大学プレスリリース2025.01.20
一橋大学社会科学高等研究院の鄭 少鳳(テイ・ショウホウ) 講師(研究当時 名古屋大学大学院情報学研究科・博士後期課程学生)と名古屋大学大学院情報学研究科の石井 敬子 教授の研究グループは、日本と米国の一般人参加者を対象とした研究により、精神的に苦しんでいるときの社会的支援の求めやすさに文化差があり、共感や他者の利他的な行動への期待が関与していることを新たに発見しました。
他者からの励ましやアドバイスに代表される社会的支援は、精神的に苦しんでいるときに有用です。過去の研究は、他者との協調的な関係を維持していくことが重要視されている日本文化では、社会的支援を求めることによって協調的な関係が損なわれることへの懸念が大きく、人々はむしろ支援を求めにくいことを示しています。
本研究は、新たに共感的関心による影響を検討しました。困っている人への同情や思いやり、そして他者の利他的な行動への期待は、日本よりも米国で高く、そして社会的支援を求めやすくすることを明らかにしました。さらに、困難や精神的苦痛を「社会規範や秩序を逸脱・違反した報い」として理解する傾向が米国よりも日本で高く、しかもこれが共感的関心を低めていました。

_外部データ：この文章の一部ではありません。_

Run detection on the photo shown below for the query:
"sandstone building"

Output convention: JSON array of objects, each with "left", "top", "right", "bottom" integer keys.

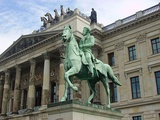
[{"left": 0, "top": 4, "right": 160, "bottom": 120}]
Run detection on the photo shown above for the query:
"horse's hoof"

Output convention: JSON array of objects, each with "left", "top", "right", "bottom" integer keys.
[
  {"left": 61, "top": 97, "right": 66, "bottom": 102},
  {"left": 73, "top": 86, "right": 78, "bottom": 92},
  {"left": 107, "top": 105, "right": 111, "bottom": 108},
  {"left": 88, "top": 101, "right": 91, "bottom": 104}
]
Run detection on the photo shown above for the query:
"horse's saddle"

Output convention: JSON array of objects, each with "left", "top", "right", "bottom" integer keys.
[{"left": 81, "top": 52, "right": 99, "bottom": 65}]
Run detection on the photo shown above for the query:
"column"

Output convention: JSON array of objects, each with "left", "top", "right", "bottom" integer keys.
[
  {"left": 20, "top": 90, "right": 24, "bottom": 109},
  {"left": 1, "top": 70, "right": 10, "bottom": 115},
  {"left": 92, "top": 46, "right": 101, "bottom": 104},
  {"left": 41, "top": 53, "right": 50, "bottom": 107},
  {"left": 0, "top": 75, "right": 4, "bottom": 113},
  {"left": 58, "top": 48, "right": 65, "bottom": 101},
  {"left": 27, "top": 59, "right": 36, "bottom": 110},
  {"left": 13, "top": 65, "right": 21, "bottom": 113}
]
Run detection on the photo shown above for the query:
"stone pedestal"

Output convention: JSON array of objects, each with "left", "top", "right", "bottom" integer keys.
[{"left": 47, "top": 100, "right": 123, "bottom": 120}]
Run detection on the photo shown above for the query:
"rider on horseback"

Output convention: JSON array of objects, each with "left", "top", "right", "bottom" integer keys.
[{"left": 79, "top": 27, "right": 95, "bottom": 77}]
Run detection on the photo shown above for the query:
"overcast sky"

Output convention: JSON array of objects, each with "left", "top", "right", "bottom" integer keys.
[{"left": 0, "top": 0, "right": 159, "bottom": 54}]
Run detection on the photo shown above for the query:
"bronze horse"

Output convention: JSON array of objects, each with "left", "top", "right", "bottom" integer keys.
[{"left": 61, "top": 26, "right": 121, "bottom": 108}]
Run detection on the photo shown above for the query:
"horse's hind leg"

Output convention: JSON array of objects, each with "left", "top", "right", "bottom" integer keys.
[
  {"left": 87, "top": 80, "right": 96, "bottom": 103},
  {"left": 61, "top": 81, "right": 68, "bottom": 101},
  {"left": 64, "top": 67, "right": 78, "bottom": 91},
  {"left": 101, "top": 78, "right": 111, "bottom": 108},
  {"left": 61, "top": 76, "right": 73, "bottom": 101}
]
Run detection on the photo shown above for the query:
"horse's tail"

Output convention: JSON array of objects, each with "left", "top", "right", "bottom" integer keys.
[{"left": 105, "top": 64, "right": 121, "bottom": 86}]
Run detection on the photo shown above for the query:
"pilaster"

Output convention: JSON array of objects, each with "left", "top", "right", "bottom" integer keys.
[
  {"left": 0, "top": 75, "right": 4, "bottom": 113},
  {"left": 41, "top": 53, "right": 50, "bottom": 106},
  {"left": 13, "top": 65, "right": 21, "bottom": 113},
  {"left": 1, "top": 69, "right": 10, "bottom": 115},
  {"left": 27, "top": 59, "right": 36, "bottom": 109},
  {"left": 59, "top": 48, "right": 65, "bottom": 101}
]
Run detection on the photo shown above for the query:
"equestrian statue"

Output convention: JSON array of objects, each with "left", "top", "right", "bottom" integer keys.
[{"left": 61, "top": 25, "right": 121, "bottom": 108}]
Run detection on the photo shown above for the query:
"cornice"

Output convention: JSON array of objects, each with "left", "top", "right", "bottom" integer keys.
[
  {"left": 0, "top": 31, "right": 62, "bottom": 64},
  {"left": 0, "top": 30, "right": 62, "bottom": 58},
  {"left": 102, "top": 10, "right": 160, "bottom": 38},
  {"left": 111, "top": 97, "right": 160, "bottom": 109}
]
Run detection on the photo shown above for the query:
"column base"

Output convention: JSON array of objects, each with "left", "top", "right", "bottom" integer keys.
[
  {"left": 39, "top": 105, "right": 47, "bottom": 111},
  {"left": 25, "top": 109, "right": 34, "bottom": 113},
  {"left": 0, "top": 113, "right": 7, "bottom": 116}
]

本研究の知見は、困難や苦痛に関する文化特有の解釈の仕方を考慮した上で、共感的関心に着目した社会的支援を求める介入策の必要性を示唆し、人々の心身の健康の回復・維持に寄与することが期待されます。
本研究成果は、2024年10月14日付、米国心理学会発行の学術雑誌『Emotion』のオンライン版に掲載されました。